‘The US and transit investment’
I just read an article in Vox about the United States’ (lack of) investment in transit. This is a conversation I’ve had with many so I had a quick response. I’m a transit user and a transit lover. Really. I’m also a realist. The author tried to debunk the argument that the United States is too spread out for effective transit by looking to Canadian metro areas for comparison. It’s not the cleanest defense; Canada’s major metro areas are a must bigger portion of that nation’s population than the United States’ are, which leaves many, many US residents owning cars and driving to and between cities for regular or semi-frequent commutes and trips.
So why has the US invested less in transit?
Let’s compare the US to the rest of the world’s highly developed nations. I’m leaving Singapore out given its position as a city-state and Hong Kong for the same / similar reasons. The data comes from the United Nations and I had to do a little manual (in the .csv) cleaning first.

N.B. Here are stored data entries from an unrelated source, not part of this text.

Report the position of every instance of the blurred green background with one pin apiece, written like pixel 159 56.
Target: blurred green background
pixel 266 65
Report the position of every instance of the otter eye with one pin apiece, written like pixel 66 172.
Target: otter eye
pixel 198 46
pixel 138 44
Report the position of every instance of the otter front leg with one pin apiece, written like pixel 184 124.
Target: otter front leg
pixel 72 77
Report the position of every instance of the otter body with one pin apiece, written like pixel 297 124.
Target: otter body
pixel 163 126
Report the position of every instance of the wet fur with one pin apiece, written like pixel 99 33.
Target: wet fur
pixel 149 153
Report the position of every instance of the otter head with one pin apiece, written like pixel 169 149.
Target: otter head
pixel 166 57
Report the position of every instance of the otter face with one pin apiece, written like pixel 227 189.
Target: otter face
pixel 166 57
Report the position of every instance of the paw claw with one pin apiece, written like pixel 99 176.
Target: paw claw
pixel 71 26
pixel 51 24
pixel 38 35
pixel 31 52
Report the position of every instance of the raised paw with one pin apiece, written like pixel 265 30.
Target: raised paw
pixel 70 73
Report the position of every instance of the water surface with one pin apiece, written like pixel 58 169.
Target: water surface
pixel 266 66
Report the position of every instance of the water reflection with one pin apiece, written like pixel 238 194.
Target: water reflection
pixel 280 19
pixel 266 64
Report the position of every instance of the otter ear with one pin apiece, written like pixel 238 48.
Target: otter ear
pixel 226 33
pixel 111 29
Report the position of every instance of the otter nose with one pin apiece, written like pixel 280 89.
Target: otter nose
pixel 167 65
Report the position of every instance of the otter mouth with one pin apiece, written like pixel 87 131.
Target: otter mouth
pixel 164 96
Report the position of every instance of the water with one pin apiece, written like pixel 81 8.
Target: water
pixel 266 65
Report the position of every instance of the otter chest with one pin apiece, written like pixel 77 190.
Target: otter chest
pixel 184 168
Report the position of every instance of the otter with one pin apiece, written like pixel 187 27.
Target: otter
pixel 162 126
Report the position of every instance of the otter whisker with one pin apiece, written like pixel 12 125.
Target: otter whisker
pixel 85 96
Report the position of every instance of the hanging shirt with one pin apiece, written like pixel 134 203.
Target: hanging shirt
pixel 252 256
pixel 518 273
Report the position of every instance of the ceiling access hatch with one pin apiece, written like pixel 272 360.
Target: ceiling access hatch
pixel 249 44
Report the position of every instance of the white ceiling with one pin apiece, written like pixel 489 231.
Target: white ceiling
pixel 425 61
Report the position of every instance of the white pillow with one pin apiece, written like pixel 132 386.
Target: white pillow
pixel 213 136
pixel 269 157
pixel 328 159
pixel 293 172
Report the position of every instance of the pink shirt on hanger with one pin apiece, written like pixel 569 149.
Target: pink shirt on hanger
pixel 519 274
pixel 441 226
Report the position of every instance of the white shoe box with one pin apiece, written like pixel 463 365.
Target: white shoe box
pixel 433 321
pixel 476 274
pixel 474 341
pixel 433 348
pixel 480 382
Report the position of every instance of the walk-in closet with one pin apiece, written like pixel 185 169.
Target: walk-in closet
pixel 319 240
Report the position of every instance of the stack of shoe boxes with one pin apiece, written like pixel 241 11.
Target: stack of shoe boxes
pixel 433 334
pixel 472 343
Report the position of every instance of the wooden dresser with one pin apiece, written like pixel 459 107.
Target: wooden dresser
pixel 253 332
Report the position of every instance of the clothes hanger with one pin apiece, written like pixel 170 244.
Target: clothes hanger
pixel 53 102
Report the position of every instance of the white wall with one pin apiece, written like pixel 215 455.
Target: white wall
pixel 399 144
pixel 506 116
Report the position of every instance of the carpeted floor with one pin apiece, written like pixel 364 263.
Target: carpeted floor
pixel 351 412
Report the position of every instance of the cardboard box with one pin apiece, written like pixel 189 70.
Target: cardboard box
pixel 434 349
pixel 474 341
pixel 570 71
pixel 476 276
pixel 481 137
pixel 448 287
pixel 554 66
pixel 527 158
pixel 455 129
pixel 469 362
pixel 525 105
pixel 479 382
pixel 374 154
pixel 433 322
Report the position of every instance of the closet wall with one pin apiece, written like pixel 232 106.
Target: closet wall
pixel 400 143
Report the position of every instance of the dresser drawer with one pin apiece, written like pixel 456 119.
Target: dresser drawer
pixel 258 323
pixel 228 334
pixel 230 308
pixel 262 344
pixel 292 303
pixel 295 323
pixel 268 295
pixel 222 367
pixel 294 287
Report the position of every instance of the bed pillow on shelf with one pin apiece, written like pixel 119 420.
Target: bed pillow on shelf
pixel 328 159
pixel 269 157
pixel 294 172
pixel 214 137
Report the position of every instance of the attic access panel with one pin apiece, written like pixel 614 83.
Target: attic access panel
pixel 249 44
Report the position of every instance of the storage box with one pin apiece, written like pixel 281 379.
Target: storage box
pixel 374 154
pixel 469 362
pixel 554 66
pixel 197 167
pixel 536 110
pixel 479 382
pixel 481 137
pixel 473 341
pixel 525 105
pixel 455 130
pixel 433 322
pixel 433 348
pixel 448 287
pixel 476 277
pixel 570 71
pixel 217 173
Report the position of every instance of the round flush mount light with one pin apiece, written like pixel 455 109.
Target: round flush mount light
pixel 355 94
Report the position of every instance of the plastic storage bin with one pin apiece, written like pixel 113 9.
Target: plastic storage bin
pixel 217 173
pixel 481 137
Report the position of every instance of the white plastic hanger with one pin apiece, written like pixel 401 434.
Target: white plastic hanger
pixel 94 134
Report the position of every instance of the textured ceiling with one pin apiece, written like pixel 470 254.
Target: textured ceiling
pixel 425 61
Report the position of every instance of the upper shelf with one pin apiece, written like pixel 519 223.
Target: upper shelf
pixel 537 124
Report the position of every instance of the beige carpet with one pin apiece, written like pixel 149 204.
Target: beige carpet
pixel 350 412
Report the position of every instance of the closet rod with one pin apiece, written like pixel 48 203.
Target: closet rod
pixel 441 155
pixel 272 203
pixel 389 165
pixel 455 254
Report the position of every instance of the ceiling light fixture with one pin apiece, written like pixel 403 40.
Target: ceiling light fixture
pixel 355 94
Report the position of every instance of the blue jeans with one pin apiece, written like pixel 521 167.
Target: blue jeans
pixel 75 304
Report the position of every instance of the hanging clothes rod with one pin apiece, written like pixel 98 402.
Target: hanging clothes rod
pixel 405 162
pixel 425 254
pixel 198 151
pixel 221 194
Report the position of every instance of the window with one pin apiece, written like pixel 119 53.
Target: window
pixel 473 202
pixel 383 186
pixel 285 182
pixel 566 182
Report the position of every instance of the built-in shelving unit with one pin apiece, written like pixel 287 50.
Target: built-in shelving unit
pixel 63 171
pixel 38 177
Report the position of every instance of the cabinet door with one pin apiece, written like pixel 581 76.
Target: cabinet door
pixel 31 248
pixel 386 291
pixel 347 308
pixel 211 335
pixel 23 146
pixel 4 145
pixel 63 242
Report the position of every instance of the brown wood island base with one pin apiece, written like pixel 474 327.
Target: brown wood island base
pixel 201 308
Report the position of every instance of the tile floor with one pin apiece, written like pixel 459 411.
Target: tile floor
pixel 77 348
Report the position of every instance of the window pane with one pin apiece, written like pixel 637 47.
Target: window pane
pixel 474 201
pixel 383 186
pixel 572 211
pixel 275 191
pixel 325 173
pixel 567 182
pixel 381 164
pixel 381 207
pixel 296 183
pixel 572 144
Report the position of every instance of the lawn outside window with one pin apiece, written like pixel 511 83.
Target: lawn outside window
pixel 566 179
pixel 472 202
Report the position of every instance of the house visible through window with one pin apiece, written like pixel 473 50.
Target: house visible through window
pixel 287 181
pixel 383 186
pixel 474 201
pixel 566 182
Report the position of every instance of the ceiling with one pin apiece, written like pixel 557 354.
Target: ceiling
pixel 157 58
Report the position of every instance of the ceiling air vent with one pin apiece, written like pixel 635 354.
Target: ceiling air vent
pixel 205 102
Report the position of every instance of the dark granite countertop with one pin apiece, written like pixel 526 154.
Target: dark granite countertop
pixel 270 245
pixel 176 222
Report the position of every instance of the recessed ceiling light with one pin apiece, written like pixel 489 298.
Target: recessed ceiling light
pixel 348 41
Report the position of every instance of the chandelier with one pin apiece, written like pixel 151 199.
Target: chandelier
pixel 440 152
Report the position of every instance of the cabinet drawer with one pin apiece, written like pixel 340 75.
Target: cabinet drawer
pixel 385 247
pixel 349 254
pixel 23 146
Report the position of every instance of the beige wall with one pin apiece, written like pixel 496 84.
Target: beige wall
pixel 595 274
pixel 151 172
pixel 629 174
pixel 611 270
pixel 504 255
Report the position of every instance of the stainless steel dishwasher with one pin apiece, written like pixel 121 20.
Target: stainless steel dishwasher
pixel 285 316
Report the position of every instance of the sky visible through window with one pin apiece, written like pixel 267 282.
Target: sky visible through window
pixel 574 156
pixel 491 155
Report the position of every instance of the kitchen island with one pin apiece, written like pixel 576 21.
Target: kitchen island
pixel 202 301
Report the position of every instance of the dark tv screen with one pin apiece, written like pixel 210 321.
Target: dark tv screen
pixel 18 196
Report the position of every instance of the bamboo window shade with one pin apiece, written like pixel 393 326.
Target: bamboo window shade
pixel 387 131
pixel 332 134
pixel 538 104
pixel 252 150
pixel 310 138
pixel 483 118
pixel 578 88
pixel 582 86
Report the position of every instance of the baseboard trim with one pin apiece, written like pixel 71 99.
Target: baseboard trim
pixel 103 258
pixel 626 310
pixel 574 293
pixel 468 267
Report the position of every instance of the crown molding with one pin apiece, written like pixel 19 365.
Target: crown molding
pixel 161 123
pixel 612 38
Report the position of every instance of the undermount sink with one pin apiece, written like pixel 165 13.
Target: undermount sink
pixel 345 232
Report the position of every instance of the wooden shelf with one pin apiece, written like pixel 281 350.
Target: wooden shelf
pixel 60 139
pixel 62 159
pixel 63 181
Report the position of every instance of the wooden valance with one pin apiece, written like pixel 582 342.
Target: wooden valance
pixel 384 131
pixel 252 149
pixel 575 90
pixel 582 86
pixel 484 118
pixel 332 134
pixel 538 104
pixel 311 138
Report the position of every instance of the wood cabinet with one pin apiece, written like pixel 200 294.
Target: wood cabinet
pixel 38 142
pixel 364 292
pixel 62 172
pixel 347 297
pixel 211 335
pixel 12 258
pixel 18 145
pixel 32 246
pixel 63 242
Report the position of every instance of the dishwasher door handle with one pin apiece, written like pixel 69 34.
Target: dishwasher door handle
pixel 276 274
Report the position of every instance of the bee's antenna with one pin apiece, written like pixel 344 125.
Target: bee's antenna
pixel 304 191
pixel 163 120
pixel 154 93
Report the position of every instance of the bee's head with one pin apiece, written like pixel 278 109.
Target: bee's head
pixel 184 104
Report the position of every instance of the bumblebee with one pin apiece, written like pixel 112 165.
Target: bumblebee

hdi = read.csv("./hdi_cleaned.csv")
hdi = hdi[order(hdi$HDI.Rank..2017.),]
hdi = head(hdi,15)
names(hdi) = c("country", "hdi")
hdi = hdi[-c(9), ] # Remove Singapore
hdi = hdi[-c(7), ] # Remove Hong Kong
hdi$country = trimws(hdi$country)
First, the US has got a lot of land and the population has spread itself across much of that space. Data comes from the World Bank.
density = read.csv("/Users/chriseshleman/Dropbox/pages/chriseshleman.github.io/_drafts/US-and-transit/API_EN.POP.DNST_DS2_en_csv_v2_10135655/Land_cleaned.csv")
density = data.frame(density$Year, density$X2017); names(density) = c("country", "pop_per_km")
density = density[order(-density$pop_per_km),]
head(density,10)
## country pop_per_km
## 145 Macao SAR, China 20546.766
## 148 Monaco 19347.500
## 207 Singapore 7915.731
## 95 Hong Kong SAR, China 7039.714
## 83 Gibraltar 3457.100
## 21 Bahrain 1935.907
## 151 Maldives 1454.433
## 158 Malta 1454.037
## 26 Bermuda 1308.820
## 19 Bangladesh 1265.036
density$country = trimws(density$country)
dat = merge(density, hdi, by="country", all.y=T)
That’s a lot of space over which to lay railroad track, which is expensive. See?
Germany, Denmark, Holland, England … they’re all naturally positioned for densite, capital-heavy, cost-effective (well-used) transport infrastructure to help people get around.
Second, because US residents are spread across so much land, and because the auto industry is such a strong political interest group, and because of national interests related to road congestion, safety and national security, historic investments in the highway network and local roadway systems have a legacy influence. The data here comes straight from Wikipedia, which corraled data points from a number of sources.
roads = read.csv("/Users/chriseshleman/Dropbox/pages/chriseshleman.github.io/_drafts/US-and-transit/road_network.csv")
roads = data.frame(trimws(roads$Country), roads$Road.length..km.)
names(roads) = c("country", "road_km")
roads$road_km = as.numeric(gsub(",","",roads$road_km))
## Warning: NAs introduced by coercion
roads$country = trimws(roads$country)
dat = merge(dat, roads, by="country", all.x=T)
The persistence of a strong financial incentive for home ownership has added to this situation by turning highways into, in part, a collection of shared driveways.
I love trains, be they subways or intercity Amtrak lines. But at this point it would make little policy or economic sense to start laying track everywhere when buses that use new technology for efficiency improvements could, with a few exceptions (New York, for example) do so much more with fewer dollars. The savings could help accomplish more elsewhere.